Cortex M3 port changes?

I am using the version 5.0.0 port of FreeRTOS for the Cortex M3 with the Rowley toolchain (or at least, the comment block at the top of the files claims to be version 5.0.0).  It was going fine for quite a while, but just recently I am having stack corruption problems (that may very well be my own fault), and I’m trying to determine if one of the Cortex M3’s stack pointers is used, or both stack pointers.  In my repository where I keep a copy of the FreeRTOS source code, I have a directory under demo named "CORTEX_STM32F103_Primer_Rowley".  I downloaded a zip file of V5.4.0, and it doesn’t have a directory by that name.  I then re-downloaded V5.0.0, and it *also* doesn’t have a directory by that name! The thing in particular I am looking for is if there have been any updates to the linker script I am using.  It was called FRTOS_1.ld in the copy of the code I have, and I do not see a file by that name anywhere in the fresh zipfile of V5.0.0, or V5.4.0.  In fact, I don’t find any linker scripts at all, for any of the STM32 demos. If anyone could enlighten me, I would much appreciate it. 

Cortex M3 port changes?

I tried building Demo/CORTEX_STM32F107_GCC_Rowley from FreeRTOS V5.4.0 with the Rowley Crossworks IDE, and it said "no linker script or memory map file specified".  That’s without doing anything but double-clicking the .hzp file to launch crossworks, and then clicking build.  So it looks like Crossworks is confused about the same thing I am: where’s the linker script (.ld file)?

Cortex M3 port changes?

I dont know where you got the demo from? Maybe the STM32 circle site? Have you installed the STM32 package in Rowley? This is a separate step to installing the IDE.

Cortex M3 port changes?

It appears that the old startup code that I had wasn’t initializing the 2nd stack, and it was somehow getting set to an area of RAM that overlapped where BSS would go, if BSS was big enough.  I modified the linker script (still don’t know where that came from, probably auto-generated by some IDE I used in the past, perhaps Rowley CrossWorks) and startup code (Rowley’s thumb_crt0.s) so that the 2nd stack would go in it’s own block of RAM reserved for that purpose, and the problem has gone away.
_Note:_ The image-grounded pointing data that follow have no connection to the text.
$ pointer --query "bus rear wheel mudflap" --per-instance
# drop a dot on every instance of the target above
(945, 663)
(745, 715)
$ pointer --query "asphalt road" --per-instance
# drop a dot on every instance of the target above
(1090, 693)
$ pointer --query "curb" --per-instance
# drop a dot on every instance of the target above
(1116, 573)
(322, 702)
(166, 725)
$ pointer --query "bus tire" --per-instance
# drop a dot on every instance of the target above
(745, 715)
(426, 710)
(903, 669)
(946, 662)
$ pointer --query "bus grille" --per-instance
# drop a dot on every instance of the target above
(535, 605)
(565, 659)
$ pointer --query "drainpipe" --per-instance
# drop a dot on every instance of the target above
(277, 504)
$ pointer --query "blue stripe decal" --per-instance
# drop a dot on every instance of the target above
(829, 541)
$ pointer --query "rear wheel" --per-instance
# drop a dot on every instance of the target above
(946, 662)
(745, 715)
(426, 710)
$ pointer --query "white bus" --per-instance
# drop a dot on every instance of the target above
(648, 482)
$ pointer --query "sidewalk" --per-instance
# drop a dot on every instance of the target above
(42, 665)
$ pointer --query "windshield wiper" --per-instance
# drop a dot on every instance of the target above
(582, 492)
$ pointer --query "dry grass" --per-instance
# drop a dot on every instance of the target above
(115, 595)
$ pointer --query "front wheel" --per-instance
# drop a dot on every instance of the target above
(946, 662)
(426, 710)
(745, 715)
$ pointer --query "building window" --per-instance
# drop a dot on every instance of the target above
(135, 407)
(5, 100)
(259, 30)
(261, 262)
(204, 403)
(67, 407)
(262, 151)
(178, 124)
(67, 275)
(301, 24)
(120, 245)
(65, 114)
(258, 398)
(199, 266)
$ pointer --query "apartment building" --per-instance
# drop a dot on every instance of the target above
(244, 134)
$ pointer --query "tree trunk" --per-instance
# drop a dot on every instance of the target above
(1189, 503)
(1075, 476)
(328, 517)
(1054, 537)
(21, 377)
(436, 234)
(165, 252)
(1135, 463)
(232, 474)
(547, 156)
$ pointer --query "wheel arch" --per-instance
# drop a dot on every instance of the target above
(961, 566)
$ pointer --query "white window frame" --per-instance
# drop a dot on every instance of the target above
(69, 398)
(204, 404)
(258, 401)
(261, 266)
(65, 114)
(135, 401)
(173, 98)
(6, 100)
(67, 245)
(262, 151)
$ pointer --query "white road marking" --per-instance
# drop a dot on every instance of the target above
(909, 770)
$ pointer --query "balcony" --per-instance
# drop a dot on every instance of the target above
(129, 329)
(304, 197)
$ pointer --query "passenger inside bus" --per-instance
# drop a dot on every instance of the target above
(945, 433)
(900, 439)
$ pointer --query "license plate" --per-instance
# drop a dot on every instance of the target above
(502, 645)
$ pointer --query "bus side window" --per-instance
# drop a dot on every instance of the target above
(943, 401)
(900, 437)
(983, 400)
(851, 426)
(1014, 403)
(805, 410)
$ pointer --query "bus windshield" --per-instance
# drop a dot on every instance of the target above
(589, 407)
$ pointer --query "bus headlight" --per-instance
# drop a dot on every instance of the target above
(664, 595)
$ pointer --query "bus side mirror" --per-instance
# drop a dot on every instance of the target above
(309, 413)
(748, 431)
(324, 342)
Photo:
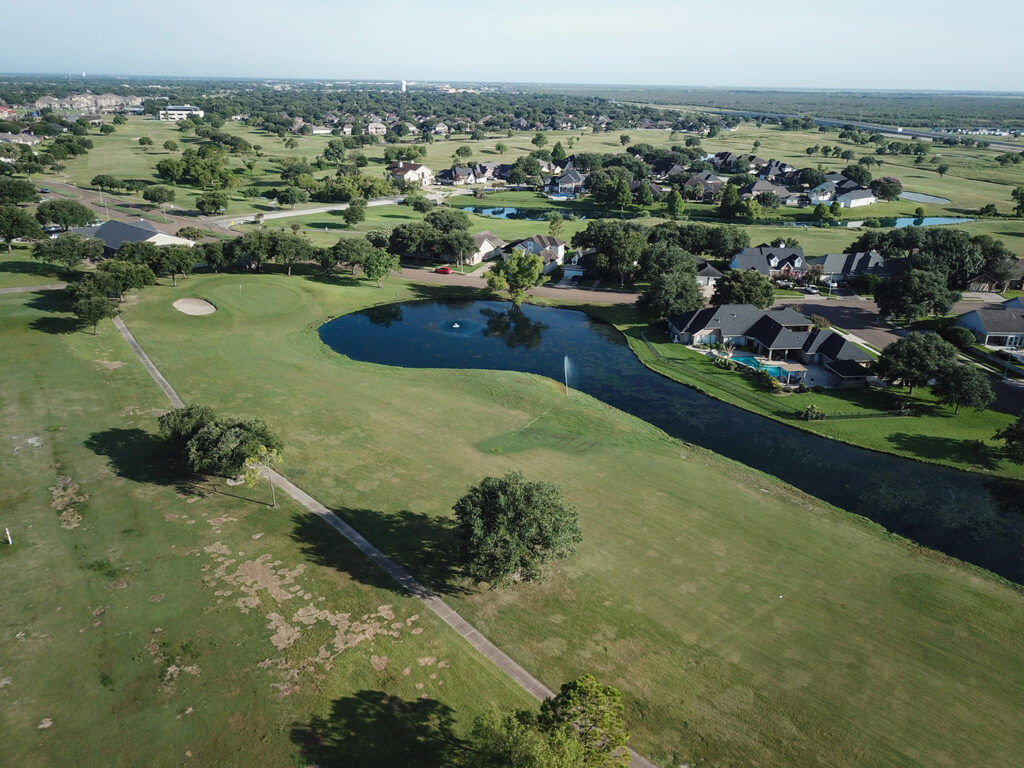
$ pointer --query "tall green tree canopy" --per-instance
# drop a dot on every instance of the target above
(964, 385)
(511, 528)
(914, 359)
(743, 287)
(517, 273)
(594, 715)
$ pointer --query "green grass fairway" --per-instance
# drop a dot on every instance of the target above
(18, 268)
(747, 623)
(964, 440)
(973, 180)
(148, 623)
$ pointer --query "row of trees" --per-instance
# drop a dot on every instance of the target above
(915, 359)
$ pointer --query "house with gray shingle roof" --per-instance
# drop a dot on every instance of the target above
(846, 266)
(771, 261)
(779, 334)
(1001, 327)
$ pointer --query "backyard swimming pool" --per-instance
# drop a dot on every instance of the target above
(753, 363)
Not quite sure on the terminology, but as I understand it the Cortex M3 has a main stack and a process stack.  The normal stack pointer ("sp") is like a window that looks at the psp (process stack pointer) or the msp (main stack pointer), depending on a separate control bit.  So you can flip the bit and modify sp to set each, or you can use a special msr instruction to modify msp or psp directly ("msr psp, r0" loads the psp from register r0).